The researchers said that bones buried on the South American coast were from chickens that lived between 1304 and 1424. Pottery at the site was from a similar or earlier time. A DNA analysis linked the bones, which were excavated at El Arenal on the Arauco Peninsula in south central Chile, to chickens from Polynesian islands.“
If you haven’t been keeping up with the great 30 year old chicken debate, there are were two prevailing theories on the origins of chickens in the Americas: one where in pre-Columbian times they came by way of Polynesian visitors, or when Portuguese and Spanish settlers arrived in South America after 1500. Most experts had favored the latter hypothesis but they had a big hole in their theory because when the Spanish invaded Peru in 1532, historical records show,
“they saw chickens being used in traditional ceremonies.

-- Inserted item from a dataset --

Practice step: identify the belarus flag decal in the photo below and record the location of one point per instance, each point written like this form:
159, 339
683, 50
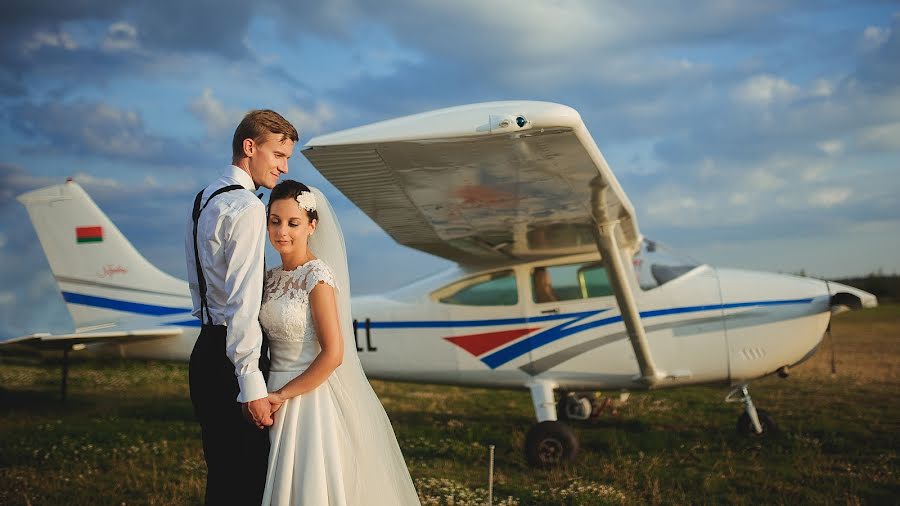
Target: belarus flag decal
88, 234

It seemed hard to believe, some scholars pointed out, that chickens would have been so rapidly dispersed from the east coast to the west and already be incorporated in religious events.”
This new archaeological research, supplemented by genetic linkage analysis of two chicken populations, shows how this prevailing theory was wrong and that the Polynesians most likely brought over chickens. So the significance of this finding is that Polynesians most likely reached the Americas and made contact with peoples there while they were fairing the Pacific ocean in their canoes. This makes sense. If the Polynesians did make contact with people of the Americas, then food sources are often a great trade item and are assimilated with ease to most cultures.
Chickens are not the only evidence that the Americas were visited by foreign mariners prior European contact. Archaeologists note the presence of South American crops, like the sweet potato, that would have only been propagated by humans, in pre-European archaeological sites in Polynesia and southeast Asia. If you are interested in a more thorough debate on this point, check out what John Hawks has said about this line of evidence.
And before I let you loose, one last line of evidence… linguists have found tries between languages spoken in the Mapuche region of south central Chile and Polynesia, while archaeologists have discovered remains of Chinese pottery at pre-Colombian sites in the America.
I do not yet have the article, which will be published in PNAS. You know how they roll out with the press releases about a week before the publication. I do however have a rather incomplete citation that may get you closer to the first hand research report, once it is out. It is out now, “Radiocarbon and DNA Evidence for a Pre-Columbian Introduction of Polynesian Chickens to Chile.”